One of our readers writes: “I read about theories that the disease AIDS was the result of a biological experiment, in which during the cold war, planned to create a weapon against communism. Is this the truth?”
No. It’s not true. The story that AIDS was created unscrupulous chemists or biologists, is a luxurious example of modern conspiracy theories, and she does not deserve any confidence — especially now, when it became known to the earlier history of this disease, rooted in the forests of Central Africa, not in a secret lab.

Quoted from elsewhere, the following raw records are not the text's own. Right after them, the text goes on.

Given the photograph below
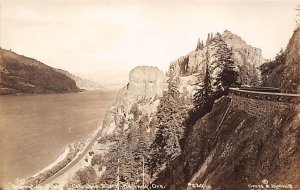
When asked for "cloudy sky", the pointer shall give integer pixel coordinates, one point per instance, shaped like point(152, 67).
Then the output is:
point(101, 36)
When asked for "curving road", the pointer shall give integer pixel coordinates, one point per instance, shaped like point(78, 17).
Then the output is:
point(72, 163)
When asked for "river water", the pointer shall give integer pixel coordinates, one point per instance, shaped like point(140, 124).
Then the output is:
point(34, 129)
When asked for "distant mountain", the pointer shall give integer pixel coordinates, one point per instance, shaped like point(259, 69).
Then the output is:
point(20, 74)
point(80, 82)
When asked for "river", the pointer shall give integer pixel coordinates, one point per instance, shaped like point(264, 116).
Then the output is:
point(34, 129)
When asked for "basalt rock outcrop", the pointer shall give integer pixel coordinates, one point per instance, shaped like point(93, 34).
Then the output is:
point(247, 58)
point(20, 74)
point(283, 72)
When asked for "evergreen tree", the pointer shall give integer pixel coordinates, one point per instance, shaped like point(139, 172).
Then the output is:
point(203, 96)
point(170, 115)
point(227, 72)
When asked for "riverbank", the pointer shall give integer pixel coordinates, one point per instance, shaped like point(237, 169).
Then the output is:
point(71, 154)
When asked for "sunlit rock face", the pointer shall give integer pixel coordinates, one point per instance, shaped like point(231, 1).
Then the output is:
point(247, 58)
point(144, 82)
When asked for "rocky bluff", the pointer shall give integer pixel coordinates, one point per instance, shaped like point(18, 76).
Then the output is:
point(229, 148)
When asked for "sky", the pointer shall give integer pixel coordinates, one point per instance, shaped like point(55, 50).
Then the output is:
point(103, 40)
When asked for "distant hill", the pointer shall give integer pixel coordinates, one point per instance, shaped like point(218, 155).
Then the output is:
point(20, 74)
point(81, 82)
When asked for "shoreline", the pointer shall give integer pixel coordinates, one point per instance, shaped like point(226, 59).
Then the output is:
point(62, 161)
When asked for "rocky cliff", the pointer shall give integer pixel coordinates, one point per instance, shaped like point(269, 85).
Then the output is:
point(283, 71)
point(147, 137)
point(81, 83)
point(20, 74)
point(247, 58)
point(233, 147)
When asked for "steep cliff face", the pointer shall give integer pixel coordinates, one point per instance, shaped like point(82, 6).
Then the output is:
point(283, 72)
point(126, 134)
point(291, 82)
point(247, 58)
point(233, 148)
point(80, 82)
point(20, 74)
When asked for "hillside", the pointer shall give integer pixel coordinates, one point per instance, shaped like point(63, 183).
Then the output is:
point(154, 127)
point(20, 74)
point(80, 82)
point(283, 71)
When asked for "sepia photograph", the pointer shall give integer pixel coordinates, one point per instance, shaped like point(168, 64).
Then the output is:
point(149, 94)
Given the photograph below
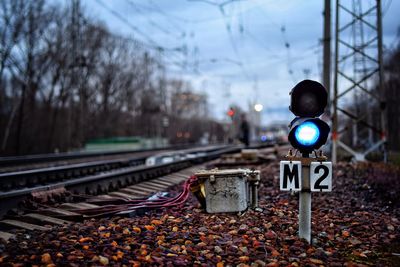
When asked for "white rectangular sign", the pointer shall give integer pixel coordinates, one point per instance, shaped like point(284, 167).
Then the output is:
point(321, 176)
point(290, 175)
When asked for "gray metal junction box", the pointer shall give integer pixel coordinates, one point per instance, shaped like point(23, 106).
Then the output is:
point(229, 190)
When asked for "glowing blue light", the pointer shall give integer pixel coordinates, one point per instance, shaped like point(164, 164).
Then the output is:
point(307, 133)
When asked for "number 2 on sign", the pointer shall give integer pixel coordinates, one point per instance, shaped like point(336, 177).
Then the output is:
point(321, 176)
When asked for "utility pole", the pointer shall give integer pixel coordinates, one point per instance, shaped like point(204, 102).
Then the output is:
point(363, 81)
point(327, 51)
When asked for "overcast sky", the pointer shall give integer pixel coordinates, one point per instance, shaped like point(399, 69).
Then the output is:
point(239, 53)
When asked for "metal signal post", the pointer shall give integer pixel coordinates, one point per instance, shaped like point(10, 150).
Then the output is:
point(307, 134)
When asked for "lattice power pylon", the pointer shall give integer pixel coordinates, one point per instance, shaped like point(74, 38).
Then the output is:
point(359, 121)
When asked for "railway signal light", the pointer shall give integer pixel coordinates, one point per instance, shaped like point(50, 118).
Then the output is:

I don’t know what originally went the myth created in a lab AIDS, but it is clear that the Russians supported him. For the regime in Moscow during the cold war the main enemy was the United States. So the publicists of the Soviet Union represented AIDS as a product of capitalist American mentality. In the fall of 1985 in the “Literary Gazette” appeared a long article on this subject, according to which the HIV virus was artificially created in the laboratories of Fort Detrick in Maryland in collaboration with scientists from the centre for combating infectious diseases in Atlanta. These articles were mainly rassosalos about the preparations for bacteriological warfare.
On the then Soviet cartoons drawn by the staff of “Pravda”, the American General bought a small tube of the AIDS virus at the disheveled scientist. The tube floats a bunch of little swastikas, symbolizing the virus. The dead victims of the virus and the General are depicted as prisoners of concentration camps since the end of world war II. Was given to understand that the US is fascist and degenerate country on the verge of collapse. The fact that AIDS was linked with homosexuality, too, looked quite natural, according to Russian commentators, as homosexuality, according to Soviet ideology, was a painful consequence of the decline of late capitalism. AIDS was a reflection of the West and doomed to degeneration of the social system.
In late 1986, Moscow was forced to admit that AIDS cases were also found in the Soviet Union. Then the rhetoric about the decline of morals in the Western world left, but the myth survived.